歴史家の君塚直隆氏が、大英帝国を築いた7人のアウトサイダーたちに光をあてた『悪党たちの大英帝国』(新潮新書)。同書より、第2次世界大戦でナチスと戦った英雄でありながら、自身は生粋の帝国主義者で、アジアやアフリカの人々に対する差別意識を根強く持っていたウィンストン・チャーチルについて抜粋して紹介する。
(全2回の2回目。#1を読む)
最後の帝国宰相?
政権がイーデンに引き継がれたところで、内閣の信任を問うために議会は解散され、総選挙が行われた(1955年5月)。チャーチルはここでも当選を飾り、さらに59年10月の総選挙にも出馬する。生涯で16回目の当選を果たしたチャーチル翁であったが、これが最後の出馬となった。1964年7月27日、89歳のチャーチルは最後の登院を終えてここに政界を去ることとなる。議員生活は63年358日に及んだ。それは「最高の議会人(バルフォアの評)」と呼ばれたグラッドストンの62年206日をも上回る記録となった。庶民院議員のみの在籍日数でみれば、歴代首相のなかでいまだに破られていない最長記録である。
チャーチルの議員生活を支え続けた妻のクレミーとは生涯仲睦まじく幸せに暮らすことができた。彼はロイド=ジョージのように愛人は作らなかった。しかし子育てはうまくいかなかった。偉大なる父にあやかり「ランドルフ」と名付けられた長男は酒に溺れ、父ウィンストンの名前を利用するだけの出来損ないだった。離婚歴を有していた長女ダイアナは再婚したのち、父が亡くなる数ヶ月前に自殺を遂げていた。次女サラは女優となったがあまり売れず、最後はアル中になってしまった。

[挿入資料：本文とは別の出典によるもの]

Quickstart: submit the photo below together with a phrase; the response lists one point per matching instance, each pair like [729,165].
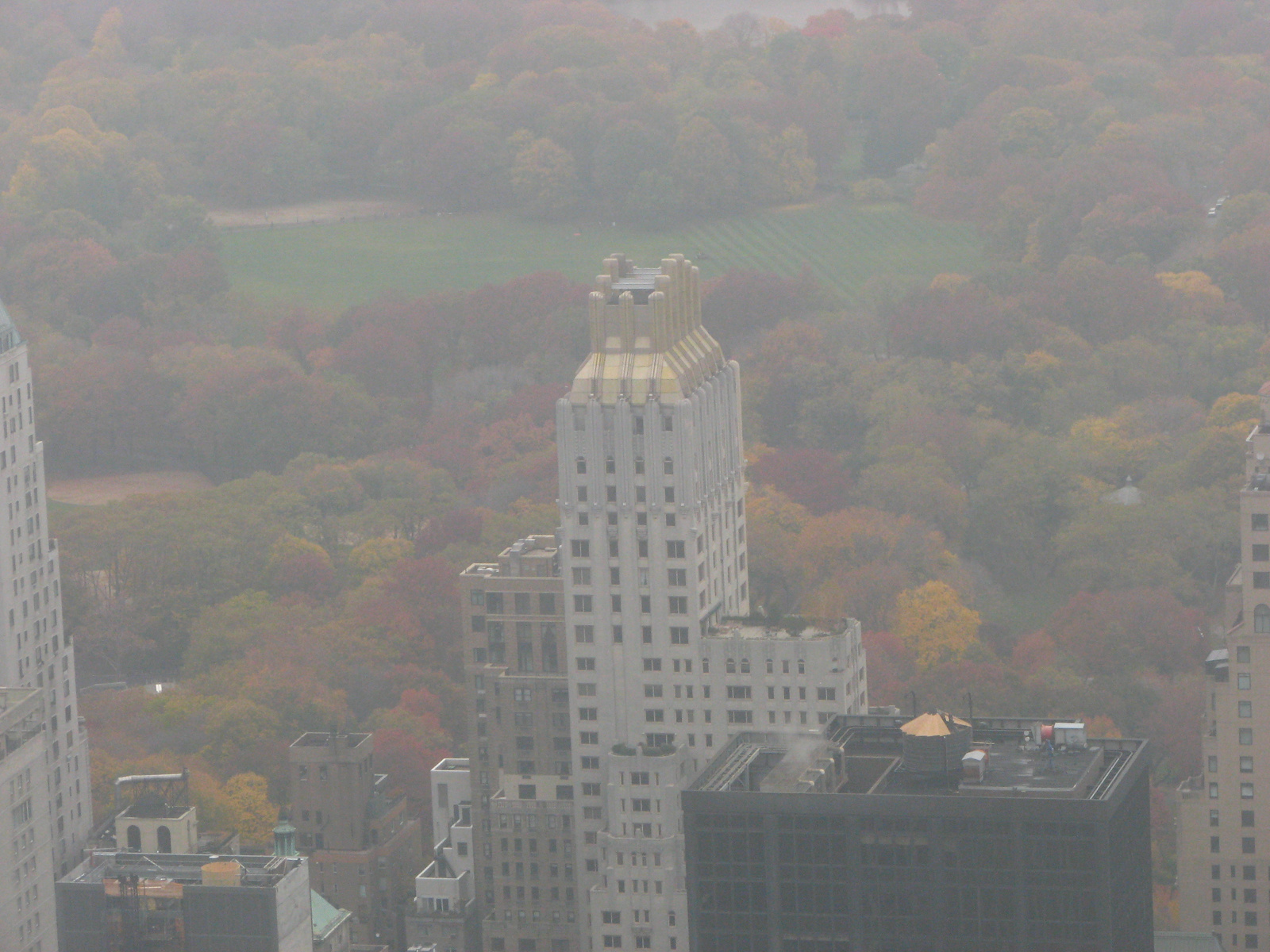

「アルコール癖」については父ウィンストンに責任があるのかもしれない。彼は第2次大戦を率いていたときも、昼食からいきなりお気に入りのポル・ロジェ(シャンパン)を開けて、ワイン、ブランデーと続き、午後にウィスキー・ソーダで「お口直し」してから、夕食でもまたかなりのアルコールをあおっていた。いわゆる「アルコール依存症」だった。